Os partidos pró-austeridade indigitados para formarem governo

Jacques Sapir - II

Jacques Sapir – Portugal: le coup d’État silencieux – Les partis pro-austérité appelés à gouverner sont minoritaires

Revista Causeur e RussEurope – Publicado a 26 de Outubro

Jacques Sapir - I

Portugal foi vítima nestes últimos dias de um golpe de Estado silencioso organizado pelos dirigentes pró-europeus deste país (1). Este acontecimento é particularmente grave. Este  ocorre quando  é ainda de fresca memória o golpe de força conseguido contra o governo grego pela combinação das pressões políticas que vêm do Eurogrupo e de pressões económicas (e financeiras) provenientes do Banco Central Europeu. Tudo isto confirma a natureza profundamente antidemocrática não somente da zona Euro mas também, e isto deve-se lamentar, da União Europeia.

Tem-se muito dito, na imprensa francesa em especial, que a coligação de direita tinha saído vencedora das últimas eleições legislativas portuguesas. Isto é falso. Os partidos de direita, tendo à cabeça o Primeiro-ministro Pedro Passos Coelho, obtiveram apenas 38,5% dos sufrágios e perderam 28 lugares no Parlamento. Uma maioria de eleitores portugueses votou contra as últimas medidas de austeridade, com efeito 50,7%. Estes eleitores colocaram o seu voto sobretudo na esquerda moderada mas também sobre o Partido comunista português e de outras formações da esquerda radical. De facto, o Partido socialista português tem 85 lugares no Parlamento, o Bloco de Esquerda (esquerda radical) tem 19 e o Partido Comunista portuguesa 17. Sobre os 230 lugares do Parlamento português, as forças políticas anti-austeridade alcançaram 121, quando a maioria absoluta é de 116.(1)

Um acordo teria podido ser encontrado entre os partidos de direita e o Partido socialista.
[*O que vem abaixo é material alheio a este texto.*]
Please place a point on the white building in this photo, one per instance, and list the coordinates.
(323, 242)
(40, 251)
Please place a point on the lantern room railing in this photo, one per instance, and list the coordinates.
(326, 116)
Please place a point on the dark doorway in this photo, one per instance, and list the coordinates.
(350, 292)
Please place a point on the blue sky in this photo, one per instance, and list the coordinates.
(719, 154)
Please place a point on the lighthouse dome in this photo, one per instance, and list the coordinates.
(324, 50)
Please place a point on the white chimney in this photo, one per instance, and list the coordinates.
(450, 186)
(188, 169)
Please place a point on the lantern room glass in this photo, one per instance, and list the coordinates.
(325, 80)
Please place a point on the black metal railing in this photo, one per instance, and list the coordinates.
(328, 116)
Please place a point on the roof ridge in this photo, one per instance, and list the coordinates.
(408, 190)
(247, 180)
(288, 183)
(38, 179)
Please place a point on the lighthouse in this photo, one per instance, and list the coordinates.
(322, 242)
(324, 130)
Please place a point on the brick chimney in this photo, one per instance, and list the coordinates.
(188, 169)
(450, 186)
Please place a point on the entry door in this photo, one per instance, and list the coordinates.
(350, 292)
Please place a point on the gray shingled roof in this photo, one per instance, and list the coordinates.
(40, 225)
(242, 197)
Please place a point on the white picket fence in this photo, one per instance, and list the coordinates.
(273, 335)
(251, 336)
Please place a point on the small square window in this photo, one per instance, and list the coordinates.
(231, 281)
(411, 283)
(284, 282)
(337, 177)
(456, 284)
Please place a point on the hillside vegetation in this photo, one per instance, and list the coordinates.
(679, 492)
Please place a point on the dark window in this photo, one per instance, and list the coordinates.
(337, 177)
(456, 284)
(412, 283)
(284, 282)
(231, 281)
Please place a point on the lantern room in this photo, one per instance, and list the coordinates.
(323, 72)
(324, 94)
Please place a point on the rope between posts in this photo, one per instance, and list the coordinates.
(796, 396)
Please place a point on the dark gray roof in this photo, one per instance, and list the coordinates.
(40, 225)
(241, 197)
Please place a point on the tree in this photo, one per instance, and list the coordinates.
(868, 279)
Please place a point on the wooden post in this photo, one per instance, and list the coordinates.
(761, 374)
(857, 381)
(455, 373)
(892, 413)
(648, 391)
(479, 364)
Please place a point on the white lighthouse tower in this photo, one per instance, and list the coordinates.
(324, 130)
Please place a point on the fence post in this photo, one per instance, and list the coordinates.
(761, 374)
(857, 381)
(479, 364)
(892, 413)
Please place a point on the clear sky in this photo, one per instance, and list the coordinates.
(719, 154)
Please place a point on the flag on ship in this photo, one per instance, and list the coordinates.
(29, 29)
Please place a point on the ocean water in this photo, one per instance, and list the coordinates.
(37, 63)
Mas, este acordo não era claramente possível sem pôr em causa uma parte do programa de austeridade que decorre do acordo assinado entre Portugal e as instituições europeias. Isto não  deixa de nos  fazer lembrar a situação da Grécia…

O Partido Socialista e “o Bloco de Esquerda” disseram claramente que este acordo devia ser revisto. É o que terá decidido o Presidente Cavaco Silva a rejeitar o projecto de governo apresentado pela esquerda. Mas os considerandos da sua declaração vão ainda muito mais longe. Disse Cavaco Silva: “ Depois de todos os importantes sacrifícios consentidos no quadro do importante acordo financeiro, é meu dever, e nas minhas prerrogativas constitucionais, de fazer tudo o que me for possível para impedir que falsos sinais sejam emitidos para com as instituições financeiras e os investidores internacionais” (1). É esta declaração que levanta verdadeiramente problemas. Que o Presidente. Cavaco Silva pense que um governo da esquerda unida possa conduzir a uma confrontação com o Eurogrupo e a UE está no seu direito de o pensar e é mesmo muito provavelmente o caso. Mas, numa república parlamentar, como o é actualmente Portugal, ele não tem o direito de interpretar as intenções futuras para se opor à vontade dos eleitores. Se uma coligação de esquerda e extrema esquerda tiver uma maioria ao Parlamento, e se esta se apresentar – e era este o caso – com um programa de governo, deve deixar-se-lhe a possibilidade de governar. Qualquer outra decisão aparenta-se claramente a um acto anticonstitucional, a “um golpe de Estado”.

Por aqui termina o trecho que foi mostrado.